The two-day secretary level talks on Wullar Barrage, part of the third round of composite dialogue, would conclude on Friday with a joint statement. Indian Water Resources Secretary J. Hari. Narayan is leading a 13-member delegation while Water and Power Secretary Ashfaq Mehmood heads the Pakistani side.
A senior official told Dawn that the two sides had held two rounds of discussions and explained their viewpoints. He said that the two sides reiterated their respective positions but talks were held in very cordial atmosphere. “The two sides were unanimous that (the Indus Waters) Treaty is sacrosanct and must be respected,” the official said.
The two sides have so far held a total of 11 rounds of talks on Wullar Barrage dispute.
The dispute emerged in 1984 after India planned to build a barrage on outfall of the Jhelum River in the occupied Kashmir with a storage capacity of 300,000 acres feet without informing Pakistan, as was required under the treaty.
India started building the dam, which was around 439 feet high and 40 feet wide barrage in the Baramullah district to create a link with Srinagar but halted its construction in 1987 when Islamabad had opposed the move.

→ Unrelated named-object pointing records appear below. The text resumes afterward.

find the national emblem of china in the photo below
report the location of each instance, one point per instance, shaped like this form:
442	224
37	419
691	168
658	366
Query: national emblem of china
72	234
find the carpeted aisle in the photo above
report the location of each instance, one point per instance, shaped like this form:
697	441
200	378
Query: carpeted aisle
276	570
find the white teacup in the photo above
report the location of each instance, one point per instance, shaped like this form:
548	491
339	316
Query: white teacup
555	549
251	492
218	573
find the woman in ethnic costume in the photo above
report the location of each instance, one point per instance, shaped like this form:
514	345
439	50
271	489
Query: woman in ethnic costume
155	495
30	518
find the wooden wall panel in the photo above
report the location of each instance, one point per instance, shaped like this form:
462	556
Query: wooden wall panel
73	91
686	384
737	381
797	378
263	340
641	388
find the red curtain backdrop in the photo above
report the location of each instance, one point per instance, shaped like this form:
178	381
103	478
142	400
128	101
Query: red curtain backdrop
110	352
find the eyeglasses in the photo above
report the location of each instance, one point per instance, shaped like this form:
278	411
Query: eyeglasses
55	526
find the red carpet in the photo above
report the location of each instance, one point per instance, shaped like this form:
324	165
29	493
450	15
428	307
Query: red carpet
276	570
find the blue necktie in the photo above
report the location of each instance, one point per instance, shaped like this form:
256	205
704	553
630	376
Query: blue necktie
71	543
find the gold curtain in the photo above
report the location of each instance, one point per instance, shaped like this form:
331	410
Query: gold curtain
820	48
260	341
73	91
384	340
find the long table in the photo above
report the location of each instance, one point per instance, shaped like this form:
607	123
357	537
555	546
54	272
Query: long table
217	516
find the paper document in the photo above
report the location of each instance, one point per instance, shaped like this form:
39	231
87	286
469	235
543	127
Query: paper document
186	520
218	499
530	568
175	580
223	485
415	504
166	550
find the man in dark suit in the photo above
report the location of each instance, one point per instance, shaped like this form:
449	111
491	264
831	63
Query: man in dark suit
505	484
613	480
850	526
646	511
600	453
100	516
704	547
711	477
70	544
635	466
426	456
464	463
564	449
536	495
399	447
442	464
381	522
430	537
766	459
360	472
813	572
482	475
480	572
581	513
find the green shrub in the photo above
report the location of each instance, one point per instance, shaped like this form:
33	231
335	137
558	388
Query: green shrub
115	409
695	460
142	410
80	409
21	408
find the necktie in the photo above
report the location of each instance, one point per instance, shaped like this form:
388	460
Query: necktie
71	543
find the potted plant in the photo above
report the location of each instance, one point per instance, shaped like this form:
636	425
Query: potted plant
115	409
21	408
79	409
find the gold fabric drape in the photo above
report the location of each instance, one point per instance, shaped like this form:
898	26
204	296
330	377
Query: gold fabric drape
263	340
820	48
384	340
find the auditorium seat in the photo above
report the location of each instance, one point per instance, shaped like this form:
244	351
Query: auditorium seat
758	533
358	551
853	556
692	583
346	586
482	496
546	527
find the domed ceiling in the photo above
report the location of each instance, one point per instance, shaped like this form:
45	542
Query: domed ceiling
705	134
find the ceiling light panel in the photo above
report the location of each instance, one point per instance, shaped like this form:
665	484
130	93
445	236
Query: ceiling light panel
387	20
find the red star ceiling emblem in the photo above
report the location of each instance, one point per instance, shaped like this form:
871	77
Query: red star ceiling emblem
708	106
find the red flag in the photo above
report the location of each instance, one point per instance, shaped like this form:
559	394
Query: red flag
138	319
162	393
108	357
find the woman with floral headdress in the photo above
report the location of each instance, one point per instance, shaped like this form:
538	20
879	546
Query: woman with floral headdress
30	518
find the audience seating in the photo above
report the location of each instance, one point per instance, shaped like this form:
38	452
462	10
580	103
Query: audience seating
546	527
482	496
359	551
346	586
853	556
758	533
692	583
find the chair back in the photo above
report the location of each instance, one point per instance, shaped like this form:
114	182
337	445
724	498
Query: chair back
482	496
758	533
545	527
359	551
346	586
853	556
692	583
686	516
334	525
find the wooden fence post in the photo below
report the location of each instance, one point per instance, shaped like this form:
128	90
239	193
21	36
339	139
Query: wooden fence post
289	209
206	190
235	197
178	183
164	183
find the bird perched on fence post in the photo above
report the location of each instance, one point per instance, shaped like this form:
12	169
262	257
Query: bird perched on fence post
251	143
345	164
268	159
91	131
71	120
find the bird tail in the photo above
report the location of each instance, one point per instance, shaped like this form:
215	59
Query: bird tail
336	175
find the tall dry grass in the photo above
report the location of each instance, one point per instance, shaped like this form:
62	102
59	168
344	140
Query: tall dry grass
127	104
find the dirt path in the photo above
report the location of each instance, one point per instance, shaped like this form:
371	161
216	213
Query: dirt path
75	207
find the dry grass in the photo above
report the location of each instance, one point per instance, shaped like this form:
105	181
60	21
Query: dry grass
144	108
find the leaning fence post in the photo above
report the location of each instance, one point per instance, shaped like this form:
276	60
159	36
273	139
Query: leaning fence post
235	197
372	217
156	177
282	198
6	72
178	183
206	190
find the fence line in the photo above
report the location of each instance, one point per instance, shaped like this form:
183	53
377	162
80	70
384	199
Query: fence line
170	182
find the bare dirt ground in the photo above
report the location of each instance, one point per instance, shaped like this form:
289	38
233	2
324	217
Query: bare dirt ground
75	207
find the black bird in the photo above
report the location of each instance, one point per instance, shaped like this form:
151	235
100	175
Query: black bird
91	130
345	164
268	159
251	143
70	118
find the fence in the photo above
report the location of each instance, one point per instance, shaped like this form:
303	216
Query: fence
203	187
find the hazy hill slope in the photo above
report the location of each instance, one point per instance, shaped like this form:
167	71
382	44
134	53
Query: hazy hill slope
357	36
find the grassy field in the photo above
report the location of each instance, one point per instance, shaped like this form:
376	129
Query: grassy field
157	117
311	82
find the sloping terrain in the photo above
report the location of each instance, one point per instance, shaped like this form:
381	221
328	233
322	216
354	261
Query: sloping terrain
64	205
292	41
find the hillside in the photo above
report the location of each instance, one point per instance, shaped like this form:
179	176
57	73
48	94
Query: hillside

Pakistan maintained that the project violated its rights as a lower riparian country granted by the Indus Waters Treaty. However, India has not abandoned the project and says the barrage is aimed at facilitating navigation between Baramullah and Srinagar through the Wullar Barrage in the Jammu and Kashmir.
Pakistan says that the Indus Water Treaty allowed a storage capacity of only 10,000 acre-feet while the project envisaged storage of 324,000 acre-feet, which was 32 times what the treaty allowed, according to Pakistan.
Islamabad fears the barrage would interfere with the flow of Jhelum River water into Pakistan, affecting its agro-based economy. India insists that the barrage would not hinder water’s flow into Pakistan.
Although the treaty grants Pakistan the water rights on the Chenab, Jhelum and Indus, it allows India a limited use of these rivers.
“Sincerity leads to solution of any dispute and we hope that we will be able to reach a rational solution to the issue at the end of the talks,” an official said.
He said the two sides discussed the project’s technicalities and it was hoped that talks would reach some tangible outcome on Friday.
The Pakistani side reiterated its position that no increase should be made in the height of the dam and it should remain at the point at which it was suspended in 1987, a source told Dawn.
He said Pakistan could not discuss anything which was beyond the scope of the treaty.
He said issues like the Wullar Barrage were not easy to resolve.